— Сколько ему лет? — спрашиваю я Виолу, все еще глядя в коридор. — Даже не знаю, как определить такой возраст.
— Четыре годика. Он мне уже раз триста это сказал. Маловат еще для дойки коз, а?
— В Новом свете совсем нет.
Я оборачиваюсь: Виола стоит, уперев руки в боки, и очень серьезно на меня смотрит.
— Пойдем есть. Надо поговорить.
Она проводит меня на кухню, такую же чистую и светлую, как спальня. С улицы по-прежнему доносятся рев реки, птичье пение и музы…
— Что это за музыка? — спрашиваю я, подходя к окну. Иногда мелодия кажется смутно знакомой, но стоит прислушаться, как голоса наслаиваются друг на друга, и разобрать уже ничего нельзя.
— Из динамиков в центре поселения, — отвечает Виола, доставая из холодильника тарелку с холодным мясом.
Я сажусь за стол:
— Праздник у них, что ли?
— Нет, — произносит Виола так, словно самое интересное впереди. — Не праздник. — Она достает хлеб, какие-то диковинные оранжевые фрукты и сладкий напиток красного цвета со вкусом ягод.
Я набрасываюсь на еду.
— Говори уже!
— Доктор Сноу очень славный, — сообщает Виола, как бутто я должен уяснить это первым делом. — Он хороший, добрый и много работал, чтобы тебя спасти. Это правда, Тодд.
— Понял.

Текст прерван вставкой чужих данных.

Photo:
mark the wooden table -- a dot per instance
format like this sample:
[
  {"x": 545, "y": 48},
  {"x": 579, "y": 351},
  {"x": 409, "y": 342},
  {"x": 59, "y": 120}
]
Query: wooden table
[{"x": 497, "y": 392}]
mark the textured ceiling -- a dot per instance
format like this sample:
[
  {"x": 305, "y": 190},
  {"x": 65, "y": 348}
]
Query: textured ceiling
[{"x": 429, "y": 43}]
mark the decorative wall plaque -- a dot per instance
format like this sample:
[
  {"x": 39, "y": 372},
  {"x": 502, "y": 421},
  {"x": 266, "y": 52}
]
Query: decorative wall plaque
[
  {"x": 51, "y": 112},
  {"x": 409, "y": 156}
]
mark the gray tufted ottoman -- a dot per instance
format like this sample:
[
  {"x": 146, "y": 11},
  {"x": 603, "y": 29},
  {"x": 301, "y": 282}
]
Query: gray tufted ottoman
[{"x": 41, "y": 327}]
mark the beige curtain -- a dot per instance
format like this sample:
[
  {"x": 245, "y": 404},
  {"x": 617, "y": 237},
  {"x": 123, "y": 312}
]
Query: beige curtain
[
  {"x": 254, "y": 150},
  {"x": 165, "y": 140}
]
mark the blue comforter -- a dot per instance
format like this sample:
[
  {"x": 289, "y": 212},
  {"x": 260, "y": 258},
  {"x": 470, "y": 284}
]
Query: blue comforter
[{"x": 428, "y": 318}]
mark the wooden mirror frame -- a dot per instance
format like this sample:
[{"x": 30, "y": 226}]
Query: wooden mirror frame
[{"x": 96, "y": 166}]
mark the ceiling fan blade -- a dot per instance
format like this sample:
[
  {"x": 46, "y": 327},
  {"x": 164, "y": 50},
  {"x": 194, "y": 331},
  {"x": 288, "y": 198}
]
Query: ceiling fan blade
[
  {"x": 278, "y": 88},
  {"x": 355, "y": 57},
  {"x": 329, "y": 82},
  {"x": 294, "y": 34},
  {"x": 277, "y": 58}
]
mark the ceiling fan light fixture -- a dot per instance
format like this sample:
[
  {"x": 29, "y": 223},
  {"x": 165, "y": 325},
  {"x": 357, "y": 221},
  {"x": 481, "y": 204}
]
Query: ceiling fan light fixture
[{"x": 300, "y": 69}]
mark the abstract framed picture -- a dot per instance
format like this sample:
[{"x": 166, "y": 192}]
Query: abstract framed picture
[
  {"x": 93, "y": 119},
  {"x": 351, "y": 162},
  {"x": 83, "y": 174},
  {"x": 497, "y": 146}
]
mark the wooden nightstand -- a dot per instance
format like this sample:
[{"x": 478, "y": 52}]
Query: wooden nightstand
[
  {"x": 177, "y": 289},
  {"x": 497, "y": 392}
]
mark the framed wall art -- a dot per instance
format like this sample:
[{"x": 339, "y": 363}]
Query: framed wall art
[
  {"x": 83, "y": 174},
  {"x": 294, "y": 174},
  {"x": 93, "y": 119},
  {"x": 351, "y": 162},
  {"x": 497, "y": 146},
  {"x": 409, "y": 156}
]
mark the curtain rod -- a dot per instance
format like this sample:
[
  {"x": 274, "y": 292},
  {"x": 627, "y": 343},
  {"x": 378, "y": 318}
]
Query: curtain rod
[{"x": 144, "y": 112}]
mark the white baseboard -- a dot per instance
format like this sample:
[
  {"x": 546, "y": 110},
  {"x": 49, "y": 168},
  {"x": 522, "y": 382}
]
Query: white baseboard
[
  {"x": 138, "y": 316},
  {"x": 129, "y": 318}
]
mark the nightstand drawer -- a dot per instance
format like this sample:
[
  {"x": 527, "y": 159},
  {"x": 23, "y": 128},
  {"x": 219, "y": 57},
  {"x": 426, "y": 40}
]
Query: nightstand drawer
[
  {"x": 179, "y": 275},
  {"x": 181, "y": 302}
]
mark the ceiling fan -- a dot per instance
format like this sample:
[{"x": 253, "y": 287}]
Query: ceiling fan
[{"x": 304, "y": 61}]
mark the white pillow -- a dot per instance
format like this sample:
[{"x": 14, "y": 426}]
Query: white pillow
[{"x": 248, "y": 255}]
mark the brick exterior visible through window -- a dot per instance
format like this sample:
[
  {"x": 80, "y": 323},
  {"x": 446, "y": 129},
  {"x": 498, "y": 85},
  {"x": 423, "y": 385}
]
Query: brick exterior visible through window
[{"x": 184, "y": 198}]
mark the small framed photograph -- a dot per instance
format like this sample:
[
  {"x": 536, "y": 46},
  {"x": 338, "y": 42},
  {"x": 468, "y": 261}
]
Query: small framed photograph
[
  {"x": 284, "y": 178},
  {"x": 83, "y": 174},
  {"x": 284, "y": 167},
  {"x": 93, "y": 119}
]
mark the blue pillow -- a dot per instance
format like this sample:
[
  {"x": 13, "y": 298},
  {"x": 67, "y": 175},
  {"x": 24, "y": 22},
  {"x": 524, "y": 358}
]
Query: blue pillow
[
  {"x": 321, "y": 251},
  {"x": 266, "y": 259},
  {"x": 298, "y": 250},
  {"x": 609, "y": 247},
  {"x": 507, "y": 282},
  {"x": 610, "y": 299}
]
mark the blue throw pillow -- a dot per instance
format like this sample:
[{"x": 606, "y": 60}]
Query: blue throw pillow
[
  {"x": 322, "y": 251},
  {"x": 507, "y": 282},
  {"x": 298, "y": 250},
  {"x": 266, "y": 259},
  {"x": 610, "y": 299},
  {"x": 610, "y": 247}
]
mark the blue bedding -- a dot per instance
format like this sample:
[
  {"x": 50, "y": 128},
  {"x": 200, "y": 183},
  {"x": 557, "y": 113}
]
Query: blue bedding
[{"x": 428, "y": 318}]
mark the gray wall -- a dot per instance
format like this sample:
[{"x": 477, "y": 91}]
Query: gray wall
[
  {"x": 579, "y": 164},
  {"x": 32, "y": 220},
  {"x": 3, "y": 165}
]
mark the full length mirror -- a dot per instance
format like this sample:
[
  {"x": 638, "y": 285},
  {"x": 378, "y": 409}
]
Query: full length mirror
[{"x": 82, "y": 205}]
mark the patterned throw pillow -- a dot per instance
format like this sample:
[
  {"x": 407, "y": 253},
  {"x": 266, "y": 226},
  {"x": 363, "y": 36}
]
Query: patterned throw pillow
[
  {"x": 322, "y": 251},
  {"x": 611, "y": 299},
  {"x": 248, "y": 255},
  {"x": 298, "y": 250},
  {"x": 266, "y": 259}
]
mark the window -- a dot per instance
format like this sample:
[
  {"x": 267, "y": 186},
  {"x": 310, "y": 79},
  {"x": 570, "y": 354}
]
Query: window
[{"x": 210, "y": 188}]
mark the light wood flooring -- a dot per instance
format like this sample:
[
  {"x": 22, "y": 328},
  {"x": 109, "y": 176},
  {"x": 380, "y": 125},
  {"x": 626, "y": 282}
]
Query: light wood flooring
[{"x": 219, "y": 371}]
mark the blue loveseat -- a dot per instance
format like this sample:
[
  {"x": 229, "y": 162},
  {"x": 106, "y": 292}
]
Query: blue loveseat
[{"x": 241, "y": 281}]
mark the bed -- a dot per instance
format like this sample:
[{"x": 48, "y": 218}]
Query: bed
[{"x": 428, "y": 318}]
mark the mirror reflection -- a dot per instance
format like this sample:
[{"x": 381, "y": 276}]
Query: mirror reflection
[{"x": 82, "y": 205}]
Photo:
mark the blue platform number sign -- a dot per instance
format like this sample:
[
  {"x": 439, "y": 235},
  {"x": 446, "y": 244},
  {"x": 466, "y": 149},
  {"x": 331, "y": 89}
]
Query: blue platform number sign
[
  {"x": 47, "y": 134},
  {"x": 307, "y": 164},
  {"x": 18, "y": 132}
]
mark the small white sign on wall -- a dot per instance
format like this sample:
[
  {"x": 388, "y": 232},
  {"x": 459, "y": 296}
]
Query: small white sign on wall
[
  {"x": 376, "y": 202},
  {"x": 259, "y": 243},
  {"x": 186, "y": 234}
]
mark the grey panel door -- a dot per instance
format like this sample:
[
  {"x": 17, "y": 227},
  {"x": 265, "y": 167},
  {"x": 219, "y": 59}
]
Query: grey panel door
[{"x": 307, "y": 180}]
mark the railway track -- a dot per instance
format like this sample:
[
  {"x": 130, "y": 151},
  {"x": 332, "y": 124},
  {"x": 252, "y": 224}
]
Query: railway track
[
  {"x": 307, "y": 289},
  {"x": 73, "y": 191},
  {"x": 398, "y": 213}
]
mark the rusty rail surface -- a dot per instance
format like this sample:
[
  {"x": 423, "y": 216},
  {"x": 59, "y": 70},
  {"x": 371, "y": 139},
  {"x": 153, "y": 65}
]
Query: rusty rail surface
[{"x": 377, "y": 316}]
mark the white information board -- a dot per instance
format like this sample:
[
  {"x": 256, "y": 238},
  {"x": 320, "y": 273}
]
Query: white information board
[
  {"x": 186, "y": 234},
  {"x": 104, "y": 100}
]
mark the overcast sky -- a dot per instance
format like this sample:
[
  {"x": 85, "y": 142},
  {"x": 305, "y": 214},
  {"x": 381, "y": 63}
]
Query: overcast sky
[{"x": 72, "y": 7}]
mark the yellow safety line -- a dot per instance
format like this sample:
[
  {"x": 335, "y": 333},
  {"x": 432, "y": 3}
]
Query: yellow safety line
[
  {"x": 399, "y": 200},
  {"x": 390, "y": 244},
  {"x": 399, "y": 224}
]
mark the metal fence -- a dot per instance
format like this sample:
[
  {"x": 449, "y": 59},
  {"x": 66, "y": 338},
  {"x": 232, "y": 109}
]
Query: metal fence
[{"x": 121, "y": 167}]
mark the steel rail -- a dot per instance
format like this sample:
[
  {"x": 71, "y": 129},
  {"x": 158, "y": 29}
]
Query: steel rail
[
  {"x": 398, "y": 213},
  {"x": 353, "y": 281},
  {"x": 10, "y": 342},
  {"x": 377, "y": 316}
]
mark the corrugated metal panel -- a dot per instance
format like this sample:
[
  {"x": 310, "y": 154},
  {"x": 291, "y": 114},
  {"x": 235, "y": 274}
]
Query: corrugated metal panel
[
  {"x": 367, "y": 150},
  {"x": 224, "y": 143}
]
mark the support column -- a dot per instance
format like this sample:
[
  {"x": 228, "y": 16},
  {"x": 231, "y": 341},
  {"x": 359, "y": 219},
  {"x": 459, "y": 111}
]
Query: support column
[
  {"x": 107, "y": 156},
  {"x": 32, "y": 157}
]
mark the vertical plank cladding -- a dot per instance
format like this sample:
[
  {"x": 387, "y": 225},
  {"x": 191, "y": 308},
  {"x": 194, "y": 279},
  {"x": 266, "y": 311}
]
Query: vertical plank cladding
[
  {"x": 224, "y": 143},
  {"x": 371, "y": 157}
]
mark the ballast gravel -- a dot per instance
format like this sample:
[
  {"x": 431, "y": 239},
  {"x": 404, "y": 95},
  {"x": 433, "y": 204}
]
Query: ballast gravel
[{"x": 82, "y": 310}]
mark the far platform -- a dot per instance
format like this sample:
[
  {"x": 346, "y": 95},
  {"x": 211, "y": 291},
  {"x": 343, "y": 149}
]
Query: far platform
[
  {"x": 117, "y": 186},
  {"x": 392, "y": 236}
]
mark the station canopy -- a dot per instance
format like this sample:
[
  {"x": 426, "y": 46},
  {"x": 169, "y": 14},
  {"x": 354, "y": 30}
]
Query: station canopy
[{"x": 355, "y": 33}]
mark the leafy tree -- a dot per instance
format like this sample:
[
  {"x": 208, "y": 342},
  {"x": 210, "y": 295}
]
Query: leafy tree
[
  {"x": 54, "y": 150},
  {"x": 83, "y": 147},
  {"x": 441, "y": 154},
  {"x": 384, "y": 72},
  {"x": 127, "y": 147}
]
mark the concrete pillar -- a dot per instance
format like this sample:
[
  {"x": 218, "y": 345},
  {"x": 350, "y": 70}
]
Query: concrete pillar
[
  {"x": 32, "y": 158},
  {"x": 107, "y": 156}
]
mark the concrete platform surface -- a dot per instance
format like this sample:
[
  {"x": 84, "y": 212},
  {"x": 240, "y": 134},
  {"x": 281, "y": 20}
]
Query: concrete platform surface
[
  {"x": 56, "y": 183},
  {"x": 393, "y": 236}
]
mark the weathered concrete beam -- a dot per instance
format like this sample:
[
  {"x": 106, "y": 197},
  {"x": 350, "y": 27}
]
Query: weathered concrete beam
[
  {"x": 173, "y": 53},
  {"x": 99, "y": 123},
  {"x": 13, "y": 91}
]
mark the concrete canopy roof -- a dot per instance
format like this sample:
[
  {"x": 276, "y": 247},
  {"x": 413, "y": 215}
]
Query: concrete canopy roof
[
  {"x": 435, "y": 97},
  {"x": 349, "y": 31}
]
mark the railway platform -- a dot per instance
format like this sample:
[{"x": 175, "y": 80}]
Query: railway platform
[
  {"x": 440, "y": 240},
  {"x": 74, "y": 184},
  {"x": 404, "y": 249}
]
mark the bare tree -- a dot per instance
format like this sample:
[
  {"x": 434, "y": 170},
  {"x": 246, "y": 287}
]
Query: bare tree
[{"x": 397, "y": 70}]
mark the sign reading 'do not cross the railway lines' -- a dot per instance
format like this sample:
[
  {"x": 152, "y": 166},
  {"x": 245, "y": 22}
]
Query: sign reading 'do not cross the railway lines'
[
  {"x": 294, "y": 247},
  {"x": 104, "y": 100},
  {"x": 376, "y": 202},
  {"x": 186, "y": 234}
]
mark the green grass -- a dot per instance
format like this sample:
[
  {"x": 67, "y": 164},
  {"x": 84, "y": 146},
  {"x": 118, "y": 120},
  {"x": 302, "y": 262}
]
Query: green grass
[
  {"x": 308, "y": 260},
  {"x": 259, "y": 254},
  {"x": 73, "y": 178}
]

Дальше что?
— Музыка играет днем и ночью, — говорит Виола, глядя, как я ем. — Здесь, в доме, ее почти не слышно, но в центре деревни она грохочет так, что собственных мыслей не разберешь.
Я прекращаю жевать:
— Как в пабе.
— В каком еще пабе?
— Ну в нашем пабе, в Прент… — Я вовремя спохватываюсь. — Откуда мы родом?
— Из Фарбранча.
Я вздыхаю:
— Хорошо, постараюсь не думать об этом. — Откусываю оранжевый фрукт. — Чтобы заглушить Шум, в пабе моего города постоянно крутили музыку.
Виола кивает:
— Я спросила доктора Сноу, зачем они это делают, и он ответил так: «Чтобы мысли мужчин оставались при них».
Я пожимаю плечами:
— Грохот жуткий, но ведь помогает, согласись. Чем не способ борьбы с Шумом?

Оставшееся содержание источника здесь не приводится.